ARLINGTON, Va. — The U.S. dairy industry commended the Administration’s decision to terminate the preferential trade status granted to India for its failure to provide “equitable and reasonable access to its market” and comply with other provisions of the statute, as required. By holding India accountable for its unjustified trade barriers, the industry says USTR is setting an important precedent on enforcement.
India has denied market access to U.S. dairy products since 2003, despite receiving preferential access to the U.S. market under a special duty-free trade arrangement called the Generalized System of Preferences. Over those years India has cited a variety of shifting reasons as the basis for its illicit trade barriers, including unscientific restrictions on U.S. livestock feeding practices.
“For 16 years India has enjoyed unilateral access to U.S. markets while flaunting their obligation to provide fair market access mandated under the GSP program, and harming American dairy farmers in the process,” said Jim Mulhern, National Milk Producers Federation president and CEO. “The Administration has sent a clear message: abide by free and fair trade practices or face the consequences.”
“The U.S. dairy industry strongly welcomes this enforcement action by USTR and hopes that it sets the precedent that unfair trade practices will not be tolerated, and compliance enforcement measures will be utilized when warranted,” said Tom Vilsack, chairman and CEO of the U.S. Dairy Export Council.
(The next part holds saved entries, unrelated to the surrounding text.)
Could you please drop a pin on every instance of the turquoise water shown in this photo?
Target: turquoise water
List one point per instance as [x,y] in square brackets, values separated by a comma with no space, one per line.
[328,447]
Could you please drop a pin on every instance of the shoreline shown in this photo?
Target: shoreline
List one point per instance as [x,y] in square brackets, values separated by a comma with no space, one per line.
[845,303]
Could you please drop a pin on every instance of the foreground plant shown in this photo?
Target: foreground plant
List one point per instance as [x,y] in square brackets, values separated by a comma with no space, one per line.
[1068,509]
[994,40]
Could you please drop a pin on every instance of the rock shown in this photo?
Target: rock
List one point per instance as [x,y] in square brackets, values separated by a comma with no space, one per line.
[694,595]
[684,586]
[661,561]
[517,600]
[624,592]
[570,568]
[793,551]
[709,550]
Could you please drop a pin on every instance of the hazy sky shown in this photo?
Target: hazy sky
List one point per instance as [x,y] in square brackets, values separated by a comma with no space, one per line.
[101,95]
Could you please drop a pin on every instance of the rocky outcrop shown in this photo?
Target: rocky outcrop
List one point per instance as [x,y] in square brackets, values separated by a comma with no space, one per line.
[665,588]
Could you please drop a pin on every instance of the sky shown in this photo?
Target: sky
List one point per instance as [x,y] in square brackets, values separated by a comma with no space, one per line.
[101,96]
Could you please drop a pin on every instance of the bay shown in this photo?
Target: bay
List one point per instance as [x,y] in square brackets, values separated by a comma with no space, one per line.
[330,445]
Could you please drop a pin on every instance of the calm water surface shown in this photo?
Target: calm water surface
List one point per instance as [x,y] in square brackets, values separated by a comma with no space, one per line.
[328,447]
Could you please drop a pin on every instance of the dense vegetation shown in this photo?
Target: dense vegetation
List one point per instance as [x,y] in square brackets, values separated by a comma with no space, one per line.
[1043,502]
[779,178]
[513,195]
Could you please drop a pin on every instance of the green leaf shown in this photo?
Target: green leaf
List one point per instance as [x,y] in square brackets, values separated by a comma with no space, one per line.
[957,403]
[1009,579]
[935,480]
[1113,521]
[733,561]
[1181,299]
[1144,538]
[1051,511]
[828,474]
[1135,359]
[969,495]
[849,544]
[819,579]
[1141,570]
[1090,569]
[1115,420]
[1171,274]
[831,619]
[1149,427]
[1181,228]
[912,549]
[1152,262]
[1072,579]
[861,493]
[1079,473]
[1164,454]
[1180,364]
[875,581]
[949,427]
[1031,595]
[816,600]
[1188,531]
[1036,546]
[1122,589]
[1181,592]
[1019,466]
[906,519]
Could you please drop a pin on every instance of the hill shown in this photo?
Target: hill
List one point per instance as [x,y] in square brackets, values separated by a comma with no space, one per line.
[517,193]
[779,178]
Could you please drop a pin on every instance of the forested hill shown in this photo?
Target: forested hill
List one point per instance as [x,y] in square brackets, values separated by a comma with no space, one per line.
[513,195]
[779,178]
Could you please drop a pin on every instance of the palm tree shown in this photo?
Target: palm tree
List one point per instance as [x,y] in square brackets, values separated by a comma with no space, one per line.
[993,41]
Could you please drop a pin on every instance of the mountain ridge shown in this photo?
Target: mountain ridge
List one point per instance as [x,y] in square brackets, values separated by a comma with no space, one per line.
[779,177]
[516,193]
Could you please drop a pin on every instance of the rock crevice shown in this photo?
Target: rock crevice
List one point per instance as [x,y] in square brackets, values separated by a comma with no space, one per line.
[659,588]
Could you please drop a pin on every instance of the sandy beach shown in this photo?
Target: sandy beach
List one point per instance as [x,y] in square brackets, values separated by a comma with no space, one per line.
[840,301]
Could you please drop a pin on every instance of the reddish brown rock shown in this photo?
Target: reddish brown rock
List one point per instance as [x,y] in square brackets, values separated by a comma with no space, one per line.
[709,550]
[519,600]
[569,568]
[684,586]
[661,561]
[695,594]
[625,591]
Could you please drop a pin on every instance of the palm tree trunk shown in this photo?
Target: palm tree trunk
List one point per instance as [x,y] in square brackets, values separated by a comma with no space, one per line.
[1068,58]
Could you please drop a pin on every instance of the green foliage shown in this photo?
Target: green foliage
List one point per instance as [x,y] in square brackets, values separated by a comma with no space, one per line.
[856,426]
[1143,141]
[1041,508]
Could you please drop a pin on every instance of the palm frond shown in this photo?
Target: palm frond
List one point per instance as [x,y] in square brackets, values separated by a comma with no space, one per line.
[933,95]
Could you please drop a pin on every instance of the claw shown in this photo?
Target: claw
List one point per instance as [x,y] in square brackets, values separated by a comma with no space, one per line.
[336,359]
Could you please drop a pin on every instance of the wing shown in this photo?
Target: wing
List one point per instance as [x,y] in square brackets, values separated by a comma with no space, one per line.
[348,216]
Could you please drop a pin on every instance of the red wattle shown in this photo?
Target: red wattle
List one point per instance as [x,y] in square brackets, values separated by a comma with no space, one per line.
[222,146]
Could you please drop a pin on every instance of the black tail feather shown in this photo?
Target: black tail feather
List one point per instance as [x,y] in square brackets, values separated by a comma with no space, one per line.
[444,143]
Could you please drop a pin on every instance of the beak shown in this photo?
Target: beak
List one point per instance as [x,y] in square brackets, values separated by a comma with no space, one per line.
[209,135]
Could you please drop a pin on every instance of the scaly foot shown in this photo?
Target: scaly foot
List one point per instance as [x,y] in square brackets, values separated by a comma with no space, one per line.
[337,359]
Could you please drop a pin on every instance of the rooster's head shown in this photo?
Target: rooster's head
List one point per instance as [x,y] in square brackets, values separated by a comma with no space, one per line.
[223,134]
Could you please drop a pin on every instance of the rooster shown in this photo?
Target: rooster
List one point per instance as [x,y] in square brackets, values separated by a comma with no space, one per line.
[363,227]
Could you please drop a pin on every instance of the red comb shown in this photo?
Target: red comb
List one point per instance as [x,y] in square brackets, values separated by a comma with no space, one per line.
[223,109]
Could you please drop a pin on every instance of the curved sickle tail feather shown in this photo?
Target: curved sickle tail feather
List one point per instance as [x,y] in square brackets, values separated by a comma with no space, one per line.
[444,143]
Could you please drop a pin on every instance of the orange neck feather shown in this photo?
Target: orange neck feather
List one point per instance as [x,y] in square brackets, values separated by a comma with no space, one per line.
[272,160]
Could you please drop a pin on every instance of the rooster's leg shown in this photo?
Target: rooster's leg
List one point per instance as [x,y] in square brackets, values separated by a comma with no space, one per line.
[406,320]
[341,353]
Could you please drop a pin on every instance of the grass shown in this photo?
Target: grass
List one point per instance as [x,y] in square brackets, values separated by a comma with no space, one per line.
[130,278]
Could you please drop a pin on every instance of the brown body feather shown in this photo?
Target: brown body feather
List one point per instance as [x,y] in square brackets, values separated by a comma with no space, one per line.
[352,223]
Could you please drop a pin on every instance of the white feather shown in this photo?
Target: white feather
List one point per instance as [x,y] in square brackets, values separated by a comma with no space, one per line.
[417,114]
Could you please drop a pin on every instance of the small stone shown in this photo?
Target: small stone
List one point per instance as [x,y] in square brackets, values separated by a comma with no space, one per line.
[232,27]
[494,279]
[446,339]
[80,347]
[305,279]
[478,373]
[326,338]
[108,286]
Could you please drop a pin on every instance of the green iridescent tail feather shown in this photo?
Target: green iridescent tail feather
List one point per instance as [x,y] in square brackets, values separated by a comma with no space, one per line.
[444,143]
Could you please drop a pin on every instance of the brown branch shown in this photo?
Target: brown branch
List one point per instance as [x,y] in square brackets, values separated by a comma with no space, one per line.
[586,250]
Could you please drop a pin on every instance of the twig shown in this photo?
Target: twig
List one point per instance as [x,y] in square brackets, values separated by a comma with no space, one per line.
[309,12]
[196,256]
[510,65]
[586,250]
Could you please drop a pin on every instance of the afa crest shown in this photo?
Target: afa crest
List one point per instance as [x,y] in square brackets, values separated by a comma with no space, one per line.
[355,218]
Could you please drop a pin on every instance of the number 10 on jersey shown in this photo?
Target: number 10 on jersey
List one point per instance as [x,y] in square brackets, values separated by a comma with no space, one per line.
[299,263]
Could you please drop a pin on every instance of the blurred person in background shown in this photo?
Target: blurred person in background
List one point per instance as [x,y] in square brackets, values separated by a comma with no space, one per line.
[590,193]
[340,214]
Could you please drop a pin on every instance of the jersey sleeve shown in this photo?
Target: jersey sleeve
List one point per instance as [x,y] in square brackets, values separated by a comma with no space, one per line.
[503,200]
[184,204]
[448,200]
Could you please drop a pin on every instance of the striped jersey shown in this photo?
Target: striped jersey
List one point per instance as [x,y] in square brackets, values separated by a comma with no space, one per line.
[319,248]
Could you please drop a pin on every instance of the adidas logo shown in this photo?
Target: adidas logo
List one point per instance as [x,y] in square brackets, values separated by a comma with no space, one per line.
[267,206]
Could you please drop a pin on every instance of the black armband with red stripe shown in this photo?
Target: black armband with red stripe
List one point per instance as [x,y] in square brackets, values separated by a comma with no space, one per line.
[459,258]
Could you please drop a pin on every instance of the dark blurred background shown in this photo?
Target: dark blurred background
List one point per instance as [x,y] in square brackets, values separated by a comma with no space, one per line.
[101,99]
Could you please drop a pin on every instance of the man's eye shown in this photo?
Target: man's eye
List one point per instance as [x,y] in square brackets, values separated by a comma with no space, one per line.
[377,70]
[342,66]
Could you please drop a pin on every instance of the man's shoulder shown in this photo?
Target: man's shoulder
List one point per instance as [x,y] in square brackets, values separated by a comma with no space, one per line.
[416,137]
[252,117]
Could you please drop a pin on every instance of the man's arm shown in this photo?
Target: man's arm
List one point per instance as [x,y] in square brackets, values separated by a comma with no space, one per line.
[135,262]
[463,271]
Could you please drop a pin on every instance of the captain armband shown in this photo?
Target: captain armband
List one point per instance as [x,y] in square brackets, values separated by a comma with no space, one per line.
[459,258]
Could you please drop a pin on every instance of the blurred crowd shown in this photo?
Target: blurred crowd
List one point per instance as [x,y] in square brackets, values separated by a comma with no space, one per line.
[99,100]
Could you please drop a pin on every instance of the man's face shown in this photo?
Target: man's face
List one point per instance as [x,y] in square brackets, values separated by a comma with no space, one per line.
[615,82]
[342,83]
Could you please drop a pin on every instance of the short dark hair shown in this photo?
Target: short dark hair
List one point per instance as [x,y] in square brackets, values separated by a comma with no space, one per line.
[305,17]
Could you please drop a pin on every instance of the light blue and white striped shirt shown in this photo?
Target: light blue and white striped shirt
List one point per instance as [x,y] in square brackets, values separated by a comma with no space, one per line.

The U.S. dairy industry has worked alongside the U.S. government for years with the goal of coming to a mutually beneficial resolution with the Indian government. However, India has failed to engage in good-faith negotiations to restore market access for U.S. dairy exports. USDEC and NMPF submitted comments to the USTR in September 2017 urging the USTR to utilize congressional-mandated compliance requirements to modify India’s GSP status.